Document Type


Publication Date

Summer 2023


The prevalence of many nitrogen compounds has important consequences for human and ecosystem health. For example, too much nitrate in drinking water is globally a concern for human health, with the potential to cause disease in infants and adults (Lee Kwang-Sik 2008, Moldovan et al. 2020, Majumdar and Gupta 2000), and nitrous oxide is an exceptionally potent greenhouse gas (Zhang et al 2020). Many plants need fixed nitrogen, but as far as we have discovered, nitrogen is only fixed by bacteria and archaea. While there is existing literature on the metagenomics of nitrogen in certain individual ecosystems (e.g. Roco et al 2019) and the effects of specific pollutants on the soil nitrogen microbiome (e.g. Wang et al 2020), the impact of different soil environments on these nitrogen-cycling microorganismal populations remains relatively unstudied.
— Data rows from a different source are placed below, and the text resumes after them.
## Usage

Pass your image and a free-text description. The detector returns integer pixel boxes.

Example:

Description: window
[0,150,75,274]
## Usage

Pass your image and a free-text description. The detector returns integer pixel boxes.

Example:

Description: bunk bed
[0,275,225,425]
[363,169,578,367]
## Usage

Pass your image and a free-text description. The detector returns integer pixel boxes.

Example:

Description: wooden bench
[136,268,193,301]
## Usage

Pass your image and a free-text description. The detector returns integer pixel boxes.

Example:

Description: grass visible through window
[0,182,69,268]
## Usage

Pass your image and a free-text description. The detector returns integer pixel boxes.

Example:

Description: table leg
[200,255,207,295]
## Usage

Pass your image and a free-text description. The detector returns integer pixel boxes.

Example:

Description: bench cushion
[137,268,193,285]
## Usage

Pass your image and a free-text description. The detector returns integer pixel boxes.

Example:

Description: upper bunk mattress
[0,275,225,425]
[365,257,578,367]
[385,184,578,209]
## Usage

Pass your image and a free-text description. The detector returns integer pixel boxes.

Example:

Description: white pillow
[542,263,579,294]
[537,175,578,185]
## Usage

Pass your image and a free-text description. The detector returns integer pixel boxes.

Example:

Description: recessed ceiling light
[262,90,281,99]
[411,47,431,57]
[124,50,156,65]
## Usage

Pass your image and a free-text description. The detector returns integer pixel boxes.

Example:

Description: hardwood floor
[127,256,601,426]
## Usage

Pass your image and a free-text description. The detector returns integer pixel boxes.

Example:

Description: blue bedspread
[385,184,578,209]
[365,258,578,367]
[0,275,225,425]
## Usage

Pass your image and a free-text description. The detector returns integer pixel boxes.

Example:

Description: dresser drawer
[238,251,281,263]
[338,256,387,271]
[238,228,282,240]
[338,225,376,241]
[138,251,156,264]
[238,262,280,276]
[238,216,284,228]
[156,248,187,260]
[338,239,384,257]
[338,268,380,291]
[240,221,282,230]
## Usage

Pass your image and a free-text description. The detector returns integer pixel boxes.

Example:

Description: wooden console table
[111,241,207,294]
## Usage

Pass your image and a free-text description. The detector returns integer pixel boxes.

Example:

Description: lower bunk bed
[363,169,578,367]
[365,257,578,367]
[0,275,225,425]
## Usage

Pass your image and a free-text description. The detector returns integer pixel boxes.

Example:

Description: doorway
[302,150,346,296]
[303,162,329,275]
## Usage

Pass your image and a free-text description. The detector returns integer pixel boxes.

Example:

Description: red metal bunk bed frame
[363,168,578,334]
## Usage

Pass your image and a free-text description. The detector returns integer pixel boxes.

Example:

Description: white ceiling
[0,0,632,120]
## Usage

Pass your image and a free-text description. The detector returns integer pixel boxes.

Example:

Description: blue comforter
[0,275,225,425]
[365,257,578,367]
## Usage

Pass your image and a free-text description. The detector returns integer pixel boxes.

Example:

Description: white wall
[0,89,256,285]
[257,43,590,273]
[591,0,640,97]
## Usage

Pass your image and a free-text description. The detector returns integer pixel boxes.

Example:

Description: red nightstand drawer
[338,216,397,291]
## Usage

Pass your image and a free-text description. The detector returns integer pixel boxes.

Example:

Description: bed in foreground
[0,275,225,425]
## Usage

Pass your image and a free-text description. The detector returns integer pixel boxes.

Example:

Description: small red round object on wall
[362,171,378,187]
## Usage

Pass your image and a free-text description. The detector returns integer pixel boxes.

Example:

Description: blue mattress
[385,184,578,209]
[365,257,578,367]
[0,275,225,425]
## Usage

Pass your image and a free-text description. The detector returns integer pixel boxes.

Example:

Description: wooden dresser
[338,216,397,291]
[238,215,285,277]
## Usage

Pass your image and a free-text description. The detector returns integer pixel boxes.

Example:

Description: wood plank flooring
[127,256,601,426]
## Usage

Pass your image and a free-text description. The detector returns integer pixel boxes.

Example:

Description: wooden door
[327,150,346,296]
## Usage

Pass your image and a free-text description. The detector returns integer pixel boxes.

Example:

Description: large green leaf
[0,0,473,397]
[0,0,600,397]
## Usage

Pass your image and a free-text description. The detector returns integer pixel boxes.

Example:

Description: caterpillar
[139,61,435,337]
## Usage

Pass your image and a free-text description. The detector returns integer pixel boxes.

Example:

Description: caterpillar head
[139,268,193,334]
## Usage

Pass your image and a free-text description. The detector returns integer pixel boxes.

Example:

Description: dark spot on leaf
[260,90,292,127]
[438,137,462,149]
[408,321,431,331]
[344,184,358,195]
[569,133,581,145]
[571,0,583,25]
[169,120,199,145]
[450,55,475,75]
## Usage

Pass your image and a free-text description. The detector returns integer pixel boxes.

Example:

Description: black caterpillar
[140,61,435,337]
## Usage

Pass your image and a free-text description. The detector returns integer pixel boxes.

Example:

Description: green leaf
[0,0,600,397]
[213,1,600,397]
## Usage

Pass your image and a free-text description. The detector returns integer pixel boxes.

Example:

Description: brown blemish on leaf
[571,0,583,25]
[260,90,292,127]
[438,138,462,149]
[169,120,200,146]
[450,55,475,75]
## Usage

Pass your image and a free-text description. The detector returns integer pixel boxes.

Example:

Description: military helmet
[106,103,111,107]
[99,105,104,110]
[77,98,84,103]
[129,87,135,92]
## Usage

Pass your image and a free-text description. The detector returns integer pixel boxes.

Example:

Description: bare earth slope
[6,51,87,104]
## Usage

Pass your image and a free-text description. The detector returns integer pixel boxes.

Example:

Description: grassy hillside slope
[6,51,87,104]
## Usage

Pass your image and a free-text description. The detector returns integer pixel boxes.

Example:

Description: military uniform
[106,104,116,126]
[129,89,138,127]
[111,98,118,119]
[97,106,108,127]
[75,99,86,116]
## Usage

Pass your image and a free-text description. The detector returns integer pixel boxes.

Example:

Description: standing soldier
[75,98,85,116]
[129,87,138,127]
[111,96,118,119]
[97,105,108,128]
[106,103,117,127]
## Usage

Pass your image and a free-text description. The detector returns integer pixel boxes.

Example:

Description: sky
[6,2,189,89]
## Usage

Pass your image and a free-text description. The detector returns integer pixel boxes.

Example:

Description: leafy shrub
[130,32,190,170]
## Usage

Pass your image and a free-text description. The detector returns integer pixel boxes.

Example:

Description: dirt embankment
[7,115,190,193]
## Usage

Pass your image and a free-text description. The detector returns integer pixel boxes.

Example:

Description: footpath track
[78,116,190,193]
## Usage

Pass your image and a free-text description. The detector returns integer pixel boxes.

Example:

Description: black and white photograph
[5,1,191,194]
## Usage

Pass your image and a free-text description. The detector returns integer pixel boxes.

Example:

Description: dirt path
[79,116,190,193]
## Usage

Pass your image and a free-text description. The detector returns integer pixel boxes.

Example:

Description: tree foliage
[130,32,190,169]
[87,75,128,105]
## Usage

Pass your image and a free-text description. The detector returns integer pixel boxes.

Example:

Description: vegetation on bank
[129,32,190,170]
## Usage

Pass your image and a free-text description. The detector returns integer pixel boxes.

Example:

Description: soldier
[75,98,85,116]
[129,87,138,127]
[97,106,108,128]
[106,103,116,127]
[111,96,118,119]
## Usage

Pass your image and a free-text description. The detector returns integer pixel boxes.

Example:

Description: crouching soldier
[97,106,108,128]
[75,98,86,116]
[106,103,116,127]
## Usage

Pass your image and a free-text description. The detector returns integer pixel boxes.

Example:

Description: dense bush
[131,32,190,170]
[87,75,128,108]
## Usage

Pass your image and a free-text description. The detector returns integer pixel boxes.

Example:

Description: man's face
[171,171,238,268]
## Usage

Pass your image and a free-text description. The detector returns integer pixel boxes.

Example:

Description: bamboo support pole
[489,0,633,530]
There are three main processes involved in the nitrogen cycle for terrestrial environments: nitrogen fixation, nitrification, and denitrification (Zhang et al 2020). In nitrogen fixation, microbes fix dinitrogen gas (N2) into ammonia (NH3); in nitrification, microbes turn ammonia into nitrite (NO2-) and nitrite into nitrate (NO3-) (Zhang et al 2020). The third major process in the nitrogen cycle is denitrification, where nitrate is turned back into dinitrogen gas. Denitrification generally occurs because microorganisms run out of oxygen to use as an electron acceptor in respiration and instead use nitrate, reducing it to nitrite (NO2-), nitrous oxide (N2O), and nitrogen gas (N2), all of which have important environmental consequences (Zhang et al 2020). Other major sources of these forms of nitrogen include agricultural runoff, which is correlated with elevated nitrate concentrations (Lee Kwang-Sik 2008) and can increase prevalence of nitrogen genes in metagenomic data (Orellana et al 2018).